June 30, 2016: "just another liberal a_ _!!!!! u people should all be on the other side of the wall" 
This one came from a reader who appeared to send it from an email account bearing his name. It followed my story on Michael Symon telling a local sports talk radio station that Trump would not be welcome in his Cleveland restaurants during the Republican National Convention.

July 13, 2016: "You have been always been [sic] a biased reporter IMO [in my opinion], but now you are an obvious and clear bigot that is inflaming the political situation. Your obvious latino background (dark, short, fat) should preclude/disqualify you from the political scene in this presidential election. ... FYI, I have studied some journalism, did a lot of professional writing in industry. Also have graduate degree from a top university." 
This came via email from a Bay Village reader who signed his name. He was upset about my pre-convention analysis that highlighted Trump's inflammatory and racially charged rhetoric and how that ran counter to the rebranding the Republican Party went through after 2012.

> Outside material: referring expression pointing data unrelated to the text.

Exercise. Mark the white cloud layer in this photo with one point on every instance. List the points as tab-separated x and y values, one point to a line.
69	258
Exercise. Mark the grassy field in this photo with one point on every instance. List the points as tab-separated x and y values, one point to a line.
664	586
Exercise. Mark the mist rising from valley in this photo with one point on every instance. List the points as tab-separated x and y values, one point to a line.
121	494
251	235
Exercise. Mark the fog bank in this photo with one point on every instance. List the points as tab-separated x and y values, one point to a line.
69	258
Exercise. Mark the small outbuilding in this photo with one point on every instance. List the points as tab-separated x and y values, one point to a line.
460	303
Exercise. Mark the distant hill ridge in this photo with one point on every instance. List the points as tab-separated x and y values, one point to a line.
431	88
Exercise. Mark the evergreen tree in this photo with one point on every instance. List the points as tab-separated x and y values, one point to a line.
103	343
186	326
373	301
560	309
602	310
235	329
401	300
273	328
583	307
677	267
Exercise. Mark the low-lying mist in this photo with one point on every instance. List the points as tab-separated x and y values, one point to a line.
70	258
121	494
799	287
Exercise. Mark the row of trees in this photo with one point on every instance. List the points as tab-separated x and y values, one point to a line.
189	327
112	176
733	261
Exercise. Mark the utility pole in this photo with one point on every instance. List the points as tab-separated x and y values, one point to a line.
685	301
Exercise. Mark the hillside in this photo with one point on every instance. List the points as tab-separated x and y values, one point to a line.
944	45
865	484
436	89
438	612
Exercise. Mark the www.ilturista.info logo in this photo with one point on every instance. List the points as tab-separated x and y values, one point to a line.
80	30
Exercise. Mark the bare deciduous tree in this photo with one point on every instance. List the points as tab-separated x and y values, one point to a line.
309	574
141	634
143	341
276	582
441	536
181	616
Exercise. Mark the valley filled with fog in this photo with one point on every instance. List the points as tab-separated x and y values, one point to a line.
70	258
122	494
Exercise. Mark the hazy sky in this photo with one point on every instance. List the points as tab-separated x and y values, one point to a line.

July 23, 2016: "Also, just so you know, I have two daughters-in-law and they are both Hispanic. My grandchildren are half Hispanic. So I am not picking on you. I am not the biased one." 
Another email, this one from a Hinckley reader who signed her name. She was unhappy about my post-convention analysis that focused on white supremacist David Duke's Senate candidacy and how it was inspired, in part, by the message that helped Trump win the GOP nomination.

This is just a sampling of what comes my way after writing about Trump. There are plenty more that have been purged from my inbox over time. And this doesn't account for the many anonymous comments that sprout like weeds in cleveland.com's comments section.

One online reader recently accused me of allowing my "enthicity" to cloud my judgment. Another asked if I was here legally. A third asked, tauntingly: "What makes you the expert, Enrique?"

I confess I feel a little uncomfortable sharing all of this. My cultural identity is a source of pride, just like I'm sure yours is. But it shouldn't be the only thing that defines us.

In this unusual election year, it's worth pointing out that some people think it should. And those people are responding to the message that is being pushed by Donald Trump.
Of course it is.  But at the moment he's successfully pressuring the press to say this obvious truth is not true --- or at least that it's wrong to say it. It's disorienting.